2001年宇宙の旅の後に作られた、いわば爛熟期の名(迷?)作ということで以前から気になっていたひとつ。
主人公の狂気じみた帽子姿の顔のアップ、片目だけばっちり上下つけたつけまつげなどが印象深い。

字幕で見たので、ものすごいスラングすぎて翻訳できない(もしくは放送禁止用語)んだと思っていたが、なんとそれは未来の話で造語だった。

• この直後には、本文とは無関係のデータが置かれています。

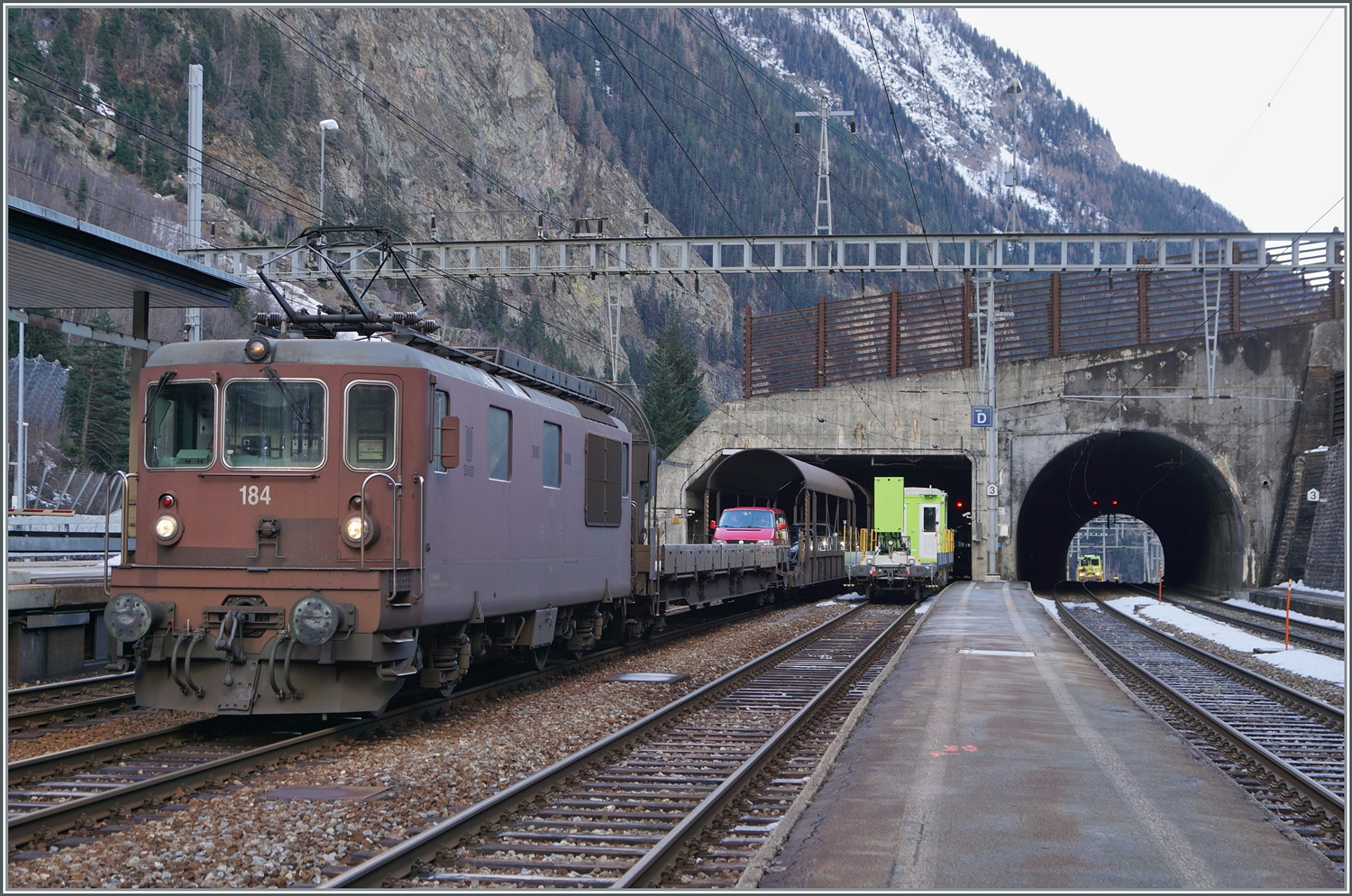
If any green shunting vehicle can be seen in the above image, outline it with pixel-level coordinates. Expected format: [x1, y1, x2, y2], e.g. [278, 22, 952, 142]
[848, 476, 954, 601]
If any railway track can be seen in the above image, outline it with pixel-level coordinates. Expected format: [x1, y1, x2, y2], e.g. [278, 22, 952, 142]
[324, 606, 914, 888]
[1054, 590, 1347, 868]
[5, 672, 137, 734]
[7, 599, 811, 845]
[1130, 585, 1346, 660]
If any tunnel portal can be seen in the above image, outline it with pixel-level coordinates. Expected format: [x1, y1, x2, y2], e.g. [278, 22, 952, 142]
[1017, 431, 1244, 590]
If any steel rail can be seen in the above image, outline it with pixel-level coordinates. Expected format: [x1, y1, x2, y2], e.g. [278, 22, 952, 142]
[321, 606, 864, 890]
[613, 604, 916, 890]
[1129, 584, 1346, 658]
[5, 692, 137, 734]
[1056, 598, 1346, 825]
[1086, 590, 1343, 728]
[5, 672, 137, 699]
[7, 599, 790, 844]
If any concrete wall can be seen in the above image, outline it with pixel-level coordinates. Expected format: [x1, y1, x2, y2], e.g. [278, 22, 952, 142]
[657, 320, 1344, 588]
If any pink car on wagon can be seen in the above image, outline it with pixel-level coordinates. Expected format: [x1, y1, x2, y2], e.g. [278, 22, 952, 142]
[714, 507, 789, 544]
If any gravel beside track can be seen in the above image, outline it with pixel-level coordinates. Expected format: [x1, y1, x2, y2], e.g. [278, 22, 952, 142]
[7, 603, 846, 888]
[1057, 594, 1347, 868]
[7, 709, 207, 763]
[1136, 617, 1347, 709]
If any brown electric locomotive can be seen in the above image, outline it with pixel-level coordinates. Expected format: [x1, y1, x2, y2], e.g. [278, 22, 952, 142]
[105, 312, 633, 715]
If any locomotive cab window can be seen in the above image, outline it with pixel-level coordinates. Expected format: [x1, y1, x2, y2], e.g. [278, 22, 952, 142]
[346, 382, 397, 471]
[146, 381, 216, 468]
[224, 379, 326, 468]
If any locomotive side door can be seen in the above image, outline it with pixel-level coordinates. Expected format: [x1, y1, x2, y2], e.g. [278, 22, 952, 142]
[919, 504, 938, 562]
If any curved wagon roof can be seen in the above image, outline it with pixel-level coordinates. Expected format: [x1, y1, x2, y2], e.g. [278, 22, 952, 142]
[692, 449, 854, 501]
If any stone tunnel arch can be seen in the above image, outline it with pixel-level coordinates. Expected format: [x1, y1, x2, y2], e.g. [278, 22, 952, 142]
[1016, 431, 1246, 590]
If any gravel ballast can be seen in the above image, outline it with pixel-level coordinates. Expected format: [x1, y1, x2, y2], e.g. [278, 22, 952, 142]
[7, 601, 848, 888]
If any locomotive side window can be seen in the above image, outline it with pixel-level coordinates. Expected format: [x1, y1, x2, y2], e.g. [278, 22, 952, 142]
[146, 381, 216, 468]
[489, 406, 511, 481]
[540, 423, 564, 488]
[345, 382, 397, 471]
[224, 379, 326, 468]
[432, 389, 451, 473]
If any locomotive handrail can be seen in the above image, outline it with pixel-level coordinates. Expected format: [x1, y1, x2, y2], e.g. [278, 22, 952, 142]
[408, 473, 427, 604]
[359, 473, 403, 598]
[103, 471, 140, 598]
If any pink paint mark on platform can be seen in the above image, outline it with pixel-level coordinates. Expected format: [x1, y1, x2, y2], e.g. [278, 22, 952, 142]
[930, 744, 976, 757]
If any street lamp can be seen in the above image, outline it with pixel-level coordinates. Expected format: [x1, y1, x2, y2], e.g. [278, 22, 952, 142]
[319, 117, 338, 227]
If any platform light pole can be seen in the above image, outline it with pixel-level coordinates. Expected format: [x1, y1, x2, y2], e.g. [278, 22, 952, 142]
[10, 320, 29, 511]
[183, 65, 202, 342]
[319, 117, 338, 227]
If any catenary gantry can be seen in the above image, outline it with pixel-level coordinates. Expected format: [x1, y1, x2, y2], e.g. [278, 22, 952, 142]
[181, 231, 1347, 279]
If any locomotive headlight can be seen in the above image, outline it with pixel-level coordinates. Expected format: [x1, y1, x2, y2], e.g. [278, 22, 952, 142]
[343, 514, 380, 547]
[291, 592, 343, 646]
[103, 590, 168, 641]
[245, 336, 272, 363]
[154, 514, 183, 546]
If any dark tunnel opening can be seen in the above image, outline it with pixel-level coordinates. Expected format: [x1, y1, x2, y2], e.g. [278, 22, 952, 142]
[1016, 433, 1244, 590]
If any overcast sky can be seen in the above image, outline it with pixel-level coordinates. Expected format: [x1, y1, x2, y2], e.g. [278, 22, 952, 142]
[957, 5, 1348, 233]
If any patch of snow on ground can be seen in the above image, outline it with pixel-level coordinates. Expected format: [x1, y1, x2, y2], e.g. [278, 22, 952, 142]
[1268, 579, 1344, 598]
[1105, 598, 1347, 684]
[1225, 600, 1346, 631]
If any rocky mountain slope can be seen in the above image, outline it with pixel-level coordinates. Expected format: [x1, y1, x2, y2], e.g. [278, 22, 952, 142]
[8, 8, 733, 391]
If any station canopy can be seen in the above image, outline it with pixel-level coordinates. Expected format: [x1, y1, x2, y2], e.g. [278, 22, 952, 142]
[5, 196, 249, 308]
[697, 449, 854, 501]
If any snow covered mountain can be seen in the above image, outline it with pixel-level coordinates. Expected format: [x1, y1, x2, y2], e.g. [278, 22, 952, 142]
[714, 6, 1243, 231]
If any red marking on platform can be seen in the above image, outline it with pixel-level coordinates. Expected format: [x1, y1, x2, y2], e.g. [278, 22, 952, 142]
[930, 744, 976, 757]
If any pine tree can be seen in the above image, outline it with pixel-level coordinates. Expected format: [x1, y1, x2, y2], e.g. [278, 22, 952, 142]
[643, 320, 705, 457]
[10, 308, 70, 368]
[61, 311, 132, 473]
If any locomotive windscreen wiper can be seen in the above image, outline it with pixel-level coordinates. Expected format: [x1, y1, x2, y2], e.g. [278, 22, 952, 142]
[141, 370, 178, 423]
[262, 368, 310, 425]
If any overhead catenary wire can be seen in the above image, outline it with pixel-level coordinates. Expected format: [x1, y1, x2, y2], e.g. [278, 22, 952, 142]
[1165, 8, 1338, 239]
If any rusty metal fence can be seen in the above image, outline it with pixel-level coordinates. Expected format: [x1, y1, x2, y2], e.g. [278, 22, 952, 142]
[743, 251, 1344, 398]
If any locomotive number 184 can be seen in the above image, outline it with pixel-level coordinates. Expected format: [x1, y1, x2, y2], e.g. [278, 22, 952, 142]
[240, 485, 272, 504]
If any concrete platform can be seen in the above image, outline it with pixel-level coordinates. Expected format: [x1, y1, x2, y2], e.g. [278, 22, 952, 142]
[760, 582, 1344, 890]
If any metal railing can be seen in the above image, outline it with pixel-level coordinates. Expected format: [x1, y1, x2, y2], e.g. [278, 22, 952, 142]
[180, 233, 1346, 279]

若さゆえのもてあましたパワーをすべて悪事に集結させてうっぷんをはらしているといった感じで、とにかく前半の狼藉は人道外れてひどい。
自分たちさえ楽しければすべてよしといった雰囲気で、暴力、押し込み、強姦などなんでもありの大騒ぎで、しかもそれを楽しんでいる。

周囲の無関係な人たちを傷つけまくり、それがどんな結果を生むかも考えちゃいない。
渋谷で昔あった「浮浪者狩り」なども彷彿とさせる。

彼らのたまり場もわざと低俗の極みのような趣味の悪さを描き出すが、それ以上に主人公の家の各部屋、それにお母さんのファッションセンスがぶっとびすぎていて笑える。
彼らが押し入る家もなべて悪趣味の権化のようなしつらえだ。

やがて調子に乗りすぎて遊び半分にある女性を殺害してしまったことと、仲間内での権力争いの禍根が引き金によりひとりだけ逮捕される。

実際やんちゃを通り過ぎた悪事を働くメンバーやグループがいくつもある中、一人だけ押し込めたところでいかほどの効果があげられるのか?
もちろん社会に害を与える者を一人ずつでも減らすのが無意味なことではないが、反省する気もないまま育っていった他の若者が社会にそのまま出た弊害は予測できるだろう。。。

一度捕縛した不道徳な人間を確実に更生して出所させる方法として「ルドヴィコ療法」というのが登場する。
事実は更生などという人間性を維持するものではなく、強力な洗脳と投薬で拷問まがいの治療を施して、恐怖と苦痛により無害化するというたぐいのものであった。
人格破壊は果たして療法と呼べるのか?

流れ的にみるとまさに「因果応報」。
自分がしでかしてきたことを振り返れば、それだけの報いが来るのも当然とも受け取れる。

だが、前半の人間の欲望、エゴによる他者への人間の尊厳の踏みにじりと、機関による「よりよき模範市民」を作り出す自己判断の剥奪とはどう違うと言えるだろうか。
というような問いを投げかけた作品じゃないかと感じた。

最後の「元に戻ってよかった」は一体何に対してよかったのだろうか。。。。